Erev Shabbat, Going to Mikveh and Other Friday Mullings



It’s Erev Shabbat, or Friday afternoon heading into Friday evening, just before the beginning of the Jewish Sabbath, which begins at sun down. I have no cleaning lady coming today. I have to leave to get my children at 2:30. I am still working at noon and there is no chance that I will get around to Shabbat preparations like housecleaning, before I leave. I’ll be lucky to get the challah started or even begin on dinner. Yet, it is time to prepare for the Sabbath, a day that should be focused on God, but during which I know I will be busy taking my kids hither and yon. So, what’s a nice Jewish girl – and one who writes about the Sabbath and the importance of creating sanctuaries in time – supposed to do? Create as much Sabbath as I can.

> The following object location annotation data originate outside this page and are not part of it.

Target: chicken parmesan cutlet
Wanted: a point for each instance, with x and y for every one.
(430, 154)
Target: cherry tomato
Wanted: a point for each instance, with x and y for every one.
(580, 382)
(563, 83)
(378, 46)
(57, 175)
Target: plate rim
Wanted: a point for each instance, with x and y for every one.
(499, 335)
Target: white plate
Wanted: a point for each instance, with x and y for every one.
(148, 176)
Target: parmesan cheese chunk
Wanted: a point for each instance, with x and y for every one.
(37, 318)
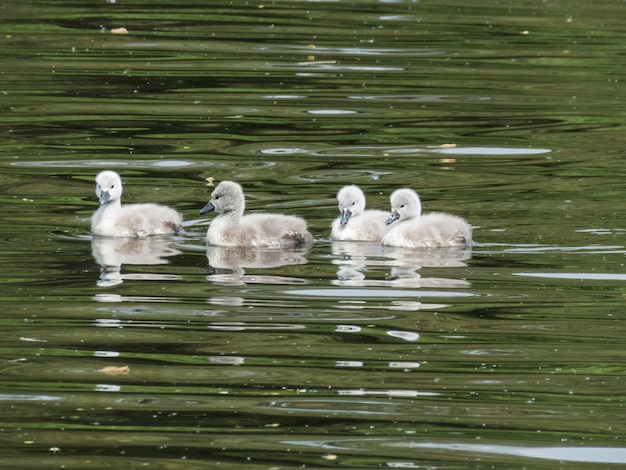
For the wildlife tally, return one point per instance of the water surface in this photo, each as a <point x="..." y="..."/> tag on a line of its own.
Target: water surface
<point x="166" y="354"/>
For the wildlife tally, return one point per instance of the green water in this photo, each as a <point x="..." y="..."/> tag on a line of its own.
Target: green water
<point x="508" y="355"/>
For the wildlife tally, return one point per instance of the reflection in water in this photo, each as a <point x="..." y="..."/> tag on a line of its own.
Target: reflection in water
<point x="112" y="253"/>
<point x="228" y="264"/>
<point x="355" y="258"/>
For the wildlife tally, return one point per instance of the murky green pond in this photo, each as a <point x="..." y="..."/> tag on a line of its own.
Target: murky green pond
<point x="506" y="355"/>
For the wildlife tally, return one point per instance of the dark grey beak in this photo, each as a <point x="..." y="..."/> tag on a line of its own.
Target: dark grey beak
<point x="104" y="197"/>
<point x="392" y="218"/>
<point x="208" y="208"/>
<point x="345" y="216"/>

I’ll wipe off the sinks and toilets, put a white tablecloth on the dining room table, change the sheets on the bed, throw some stuff in the bread maker, stick some chicken in a pan to cook, pile up the stuff on the kitchen counter, and quick run a vacuum around….or I’ll at least try to do some of this. It will be my intention, my kavanah. No matter what, a nice dinner will be served on a table set nicely. Challah will appear – round for this season. The house may not be clean, the beds not necessarily changed, but when my family is all home, we will sit down to a nice meal together after lighting the candles and saying blessings. We’ll let the week go, say a prayer, and then strike the match… Maybe we’ll discuss this weeks Torah portion…maybe just talk and enjoy each other’s company. We will remember the Sabbath and observe it to the best of our ability over the next 24 hours.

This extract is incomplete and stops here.